Brasil, era negro, político, escritor, comunista e fundador da Ação

Libertadora Nacional, uma organização de combate armado da esquerda. Marighella foi

assassinado durante sua batalha pelo Brasil livre. Recentemente, o guerrilheiro foi

homenageado com o lançamento de sua biografia em filme dirigido por Wagner Moura e

estrelado por Seu Jorge, que foi censurado pela Agência Nacional do Cinema como

uma tentativa de ataque aos órgãos culturais. “Ele deve ser lembrado porque não era

apenas um indivíduo de esquerda, que lutou contra a ditadura e resistiu, ele também

era um indivíduo negro, que além de significar uma resistência política ao regime,

significa também uma resistência racial.” - destacou Filipe. 

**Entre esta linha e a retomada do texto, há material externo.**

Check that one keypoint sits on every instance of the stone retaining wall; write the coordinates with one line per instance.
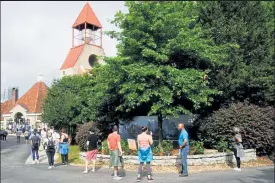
(217, 158)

Após 58 anos do golpe militar, ainda é possível enxergar resquícios do AI-5 no

país. Com a ascensão de um governo ultraconservador no Brasil, de Jair Bolsonaro,

feridas abertas - que antes estavam mascaradas - voltaram à tona e escancararam um

país ainda extremamente autoritário e sem lembrança da história que viveu. A

existência de pessoas que se manifestam a favor do fechamento do congresso e a

retomada dos militares, estampa de forma visível a lacuna formada pela Lei da Anistia

no Brasil. A não condenação e impunidade dos torturadores não permite uma

reparação histórica, o que minimiza e até banaliza os danos causados, e abre

oportunidade para que pessoas sejam a favor desse 

comportamento, uma vez que não houve punição. “É uma lei que foi feita para anistiar

os responsáveis por essas violências, o Estado inclusive, e isso é um absurdo, é isso

que motiva falas como as do Presidente, de Daniel Silveira, Eduardo e Carlos

Bolsonaro e atos como o do vice -presidente elogiando torturadores e rindo de relatos

de pessoas torturadas, porque eles sempre se escondem atrás da Lei da Anistia”,

reforça Luiz Antônio Dias, pesquisador da ditadura, movimentos sociais e professor do curso

de Ciências Sociais da PUC-SP.

O AI-5 foi um dos grandes momentos de repressão ditatorial do país, como

acrescenta Dias, “De certa forma o AI-5 é o que acaba motivando a ação armada e a

violência imposta por esse ato faz com que o sistema avance no processo de

desmobilização, desmonte e execução dos integrantes dos grupos armados, é um

período muito violento e muito curto”. O conjunto de leis teve seu fim legal junto com a

ditadura, mas como todas as características do período, tem seus resquícios na

atualidade. Durante o festival de música Lollapalooza artistas foram ameaçados com

multas em uma tentativa de silenciamento de opiniões contrárias às do governo atual,

gritos e xingamentos ao presidente Bolsonaro marcaram o festival e trouxeram à tona as marcas retrógradas da censura.

Banda Fresno se manifesta contra Bolsonaro no Lollapalooza após decisão do  TSE | CNN Brasil

Os aliados ao governo Bolsonaro seguem espalhando elogios aos

anos de chumbo. Durante a Ordem do Dia publicada na quarta-feira (30 de março) para ser lida nos quartéis do país no dia seguinte, aniversário do golpe contra o governo de João Goulart, o Ministro da Defesa, general Braga Netto, escancara a visão das Forças Armadas brasileiras sobre o Golpe Militar, rememorando a Ditadura como um momento de ‘paz e democracia’.